Stimmig in der Form und im bekannten Ping-Look der letzten Jahre
Die Dicke der Turbulatoren hat gegenüber dem alten Modell leicht zugenommen, sodass sie einem noch mehr auffallen. Einen echten Ping-Fan stört das sicherlich nicht und alle anderen sollten sich, so wie wir, schnell daran gewöhnen.
Die Krone mit Turbulatoren und einer „Noppenstruktur“
Harter Kontakt
Die Linienführung auf dem Schlägerblatt, sowie die teilweise weiß lackierten Rillen, erleichtern das Ausrichten des Schlägers am Ball zusätzlich. Allerdings ist schon nach einigen Schlägen klar, dass der Kontakt hart ist und von einem metallischen Klang begleitet wird. Auch lässt sich zum Zeitpunkt des Ballkontakts nicht wirklich feststellen wie gut oder schlecht dieser ist, da kaum ein Unterschied zu merken ist. Irgendwie fühlt sich jeder Schlag gleich an. Andere Hersteller sind Ping hier klar den einen oder anderen (Halb)Schritt voraus.
Die Schlagfläche vermittelt einen harten, metallischen Kontakt
Überzeugende Daten
Keinen Grund zur Klage bietet der Blick auf die Launch-Monitor-Daten. Die Spin-Raten könnten im Schnitt einen Tick niedriger sein, um das Potenzial des Schlägers noch besser auszuschöpfen. Schlag 3 gibt einen Anhaltspunkt, was man hier noch herausholen kann. Die Bälle lassen sich problemlos in die Luft bringen und haben hohe, tragende Flugkurven. Die Carry-Längen können überzeugen und wenn der Spin nicht zu hoch ist (siehe Schlag 3), kommt auch noch eine Menge Rollweg dazu.
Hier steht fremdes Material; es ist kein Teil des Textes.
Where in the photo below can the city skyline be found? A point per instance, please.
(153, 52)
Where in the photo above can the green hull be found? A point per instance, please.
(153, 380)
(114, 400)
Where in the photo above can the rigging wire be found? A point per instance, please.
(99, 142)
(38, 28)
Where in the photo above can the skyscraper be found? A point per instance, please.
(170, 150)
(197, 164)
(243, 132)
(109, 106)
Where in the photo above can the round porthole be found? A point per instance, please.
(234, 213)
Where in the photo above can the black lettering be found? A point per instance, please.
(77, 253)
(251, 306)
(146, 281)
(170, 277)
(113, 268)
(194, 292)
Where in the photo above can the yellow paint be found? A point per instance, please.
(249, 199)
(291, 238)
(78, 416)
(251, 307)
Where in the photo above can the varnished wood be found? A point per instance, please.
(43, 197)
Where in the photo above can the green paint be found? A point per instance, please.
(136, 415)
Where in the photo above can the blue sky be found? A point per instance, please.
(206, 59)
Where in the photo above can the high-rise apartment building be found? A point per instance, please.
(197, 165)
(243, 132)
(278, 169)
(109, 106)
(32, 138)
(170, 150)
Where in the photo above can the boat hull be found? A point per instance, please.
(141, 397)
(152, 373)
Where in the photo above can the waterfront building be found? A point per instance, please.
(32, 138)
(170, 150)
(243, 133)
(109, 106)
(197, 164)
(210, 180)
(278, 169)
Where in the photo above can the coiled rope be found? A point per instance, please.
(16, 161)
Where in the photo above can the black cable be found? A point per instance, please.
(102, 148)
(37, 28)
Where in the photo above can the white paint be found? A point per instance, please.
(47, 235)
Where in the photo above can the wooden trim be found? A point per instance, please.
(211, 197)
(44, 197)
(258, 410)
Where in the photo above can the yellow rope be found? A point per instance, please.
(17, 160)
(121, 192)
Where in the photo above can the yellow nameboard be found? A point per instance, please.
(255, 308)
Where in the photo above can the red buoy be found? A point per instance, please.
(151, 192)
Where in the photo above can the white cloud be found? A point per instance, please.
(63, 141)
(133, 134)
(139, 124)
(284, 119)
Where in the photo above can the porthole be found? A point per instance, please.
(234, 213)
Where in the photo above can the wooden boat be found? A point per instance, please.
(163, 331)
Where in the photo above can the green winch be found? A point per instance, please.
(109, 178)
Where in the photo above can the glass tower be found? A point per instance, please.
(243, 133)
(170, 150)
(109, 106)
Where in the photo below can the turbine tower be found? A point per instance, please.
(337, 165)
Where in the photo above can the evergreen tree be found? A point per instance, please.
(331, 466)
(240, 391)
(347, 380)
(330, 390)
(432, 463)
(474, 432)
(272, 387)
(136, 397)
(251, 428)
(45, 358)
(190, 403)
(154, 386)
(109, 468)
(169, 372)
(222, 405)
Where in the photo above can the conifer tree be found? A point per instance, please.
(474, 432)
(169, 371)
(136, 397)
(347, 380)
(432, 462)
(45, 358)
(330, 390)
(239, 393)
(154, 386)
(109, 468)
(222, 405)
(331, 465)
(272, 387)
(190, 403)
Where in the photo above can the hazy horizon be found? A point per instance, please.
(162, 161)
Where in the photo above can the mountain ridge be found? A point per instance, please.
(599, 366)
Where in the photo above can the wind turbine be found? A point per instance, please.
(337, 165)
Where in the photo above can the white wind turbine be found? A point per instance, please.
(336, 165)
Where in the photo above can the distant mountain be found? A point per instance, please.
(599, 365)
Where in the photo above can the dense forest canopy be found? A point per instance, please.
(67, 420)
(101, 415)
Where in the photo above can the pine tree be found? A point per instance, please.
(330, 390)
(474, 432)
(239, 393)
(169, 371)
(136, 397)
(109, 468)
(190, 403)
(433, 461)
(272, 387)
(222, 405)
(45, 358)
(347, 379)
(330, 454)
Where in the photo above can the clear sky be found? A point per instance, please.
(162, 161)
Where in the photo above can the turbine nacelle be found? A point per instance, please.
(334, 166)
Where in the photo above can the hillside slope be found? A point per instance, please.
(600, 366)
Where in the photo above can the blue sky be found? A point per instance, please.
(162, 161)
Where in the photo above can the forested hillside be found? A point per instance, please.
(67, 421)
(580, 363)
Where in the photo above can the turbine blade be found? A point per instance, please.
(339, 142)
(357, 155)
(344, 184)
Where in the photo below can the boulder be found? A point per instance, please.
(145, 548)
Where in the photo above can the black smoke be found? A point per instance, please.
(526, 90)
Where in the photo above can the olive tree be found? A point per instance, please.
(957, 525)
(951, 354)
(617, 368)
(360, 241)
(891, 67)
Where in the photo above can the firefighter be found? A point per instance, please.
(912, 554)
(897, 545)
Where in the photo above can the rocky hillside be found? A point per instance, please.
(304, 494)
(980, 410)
Die Daten zeigen allerdings einen nicht unerheblichen Vorteil des Ping G430 Max Driver nur in geringem Maße – seine hohe Fehlertoleranz und seinen auffallend hohen Spielkomfort. Klar, es geht sicherlich unter Druck auch mal ein Schlag etwas daneben, aber das Modell brilliert im Test mit seinen Fairway-Finder-Qualitäten.
Auch wenn es noch etwas früh erscheint, den Ping G430 Max hier als Benchmark für die Saison 2023 zu nehmen, es spricht vieles dafür, dass es andere Modelle in diesen Bereichen schwer haben, gleich gut oder besser abzuschneiden.
Der Modellname Max steht für maximale Fehlertoleranz und einen hohen Spielkomfort
Konfigurationen
Und falls die Schläge wider Erwarten mit der Standardkonfiguration nicht die gewünschten Ergebnisse bringen, kann man immer noch im Zuge eines Fine-Tunings durch die Veränderung der Position des Gewichts oder eine Loft– und Lie-Veränderung durch den verstellbaren Hosel an der einen oder anderen Stellschraube drehen.
Das Gewicht lässt sich an drei Positionen anbringen
Ping kann mit dem G430 Max Driver das hohe Niveau des Vorgängers bei Spielkomfort und Fehlertoleranz nicht nur halten, sondern unserer Meinung nach noch einen Tick verbessern. Dazu kommt noch ein Längenplus. Daher gilt: Wer ergebnisorientiert ist, sich das (Golf)Leben leicht machen möchte und auch bei der Länge keine Kompromisse machen möchte, für den ist dieses Modell ein absolutes Muss – auch wenn bei Klang und Spielgefühl noch Luft nach oben ist.